This particular reading was pretty cool because it wasn't just a poetry reading - it was also a photography exhibit. This cool photographer Lauren Henkin had the idea to pair three photographers with three poets. The photographers would sent three of their photographs to the poets, who would write a poem inspired by each of the photographs. As someone who likes to dabble in other arts and mediums when writing becomes way too difficult, this was something I could totally get on board with. Though I missed the first two readings in the series because I am the worst, I was glad to make it to this final one, featuring the poems of Lynn Melnick and the photography of Ashley Stohl. Lynn's poetry was painful and strong, focusing a lot on the past and growing up in LA. Ashley Stohl, also from LA, takes a lot of photographs of the young skateboarders who take over the LA beaches. What I really loved was that the poetry inspired by the photographs, was very loosely inspired by them. There weren't poems about skateboarders or watching boys from afar, but rather the poetry and photographs both relayed this sense of how initial experiences with men and boys influenced the art of each artist, which Ashley Stohl explained as the primary similarity she saw between her and Lynn's work. I'm always skeptical about poetry inspired by other arts because of the possibility of too literal a translation, but this collaboration helped me see that a lot of great poetry can be written with the right approach to a painting, or photograph or sketch, and now it's something I really want to try!
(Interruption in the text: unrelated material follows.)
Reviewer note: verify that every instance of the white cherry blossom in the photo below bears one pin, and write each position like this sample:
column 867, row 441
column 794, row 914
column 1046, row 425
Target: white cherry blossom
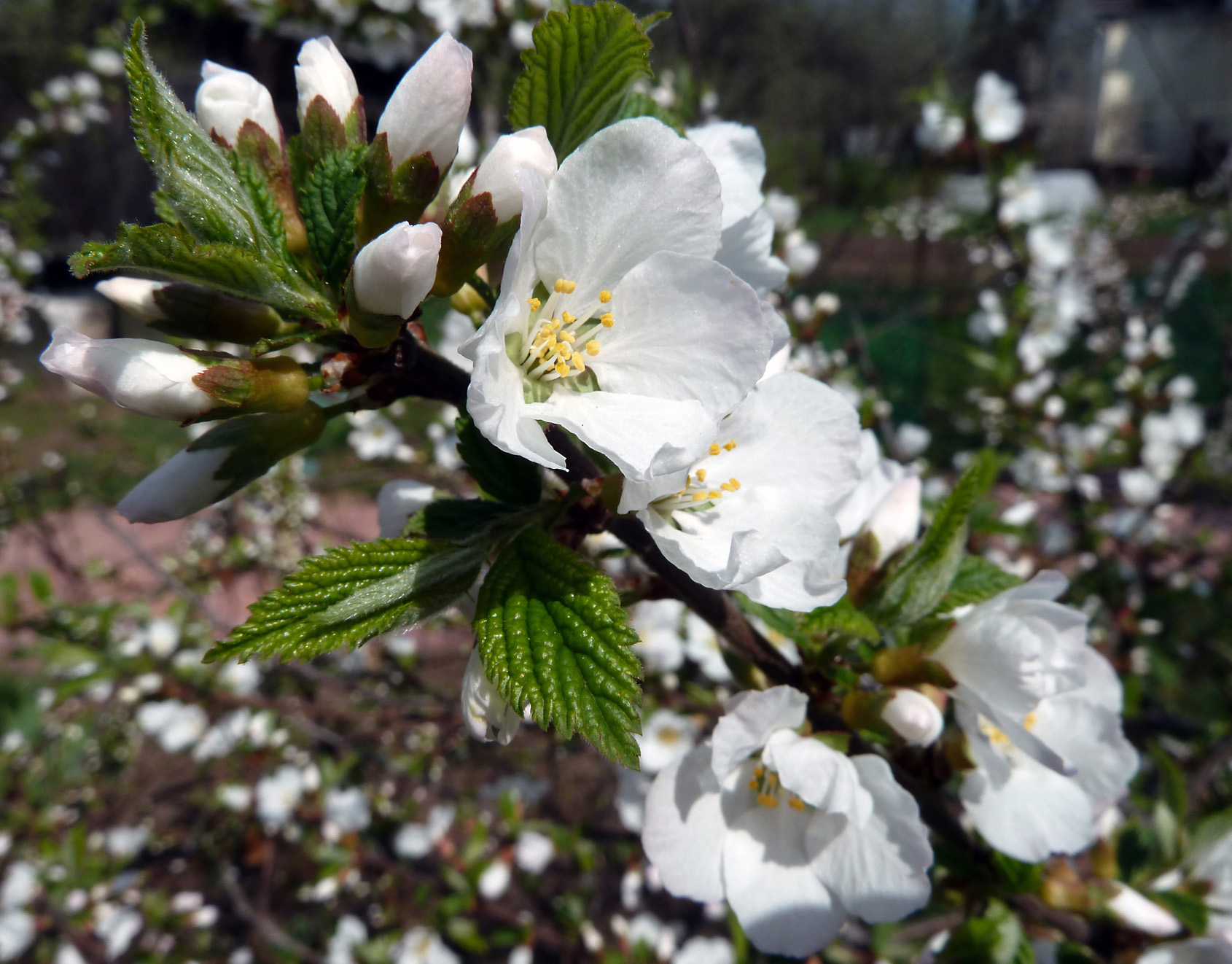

All of the photos in this post are by Ashley Stohl, from her "Skate or Die" collection and below is one of my favorite poems by Lynn Melnick that wasn't a part of this collaboration but which is still really great. Have you been to any interest readings or art shows lately?
by Lynn Melnick
It’s not much of a lie to say I hate the outdoors.
Something about discomfort.
But it’s a lie when I say that I don’t, spitting
on my arm to rub off the layers, what failed to wash.
Sometimes it works and sometimes it doesn’t,
but if I were asked again I’d say, Let’s skip
the hot drive down, the mockingbird, the digging,
cold coffee with radical strangers, fellow Americans,
wrong-headed love, dunes, rocks, retro round eyewear,
nudity, big ideas, destitute children,
overwhelming stucco suburbs, dubious rafts,
cold waiting, makeshift dinners, communal bathrooms,
piles of quarters, and all the lying.
I spent one hundred dollars on a camera that would document this.
Is there a California I don’t know about?
Smaller, I finished a day floating after everyone left the pool.
There was barking and laughter. I can’t tread water,
but I can master flotation to save myself.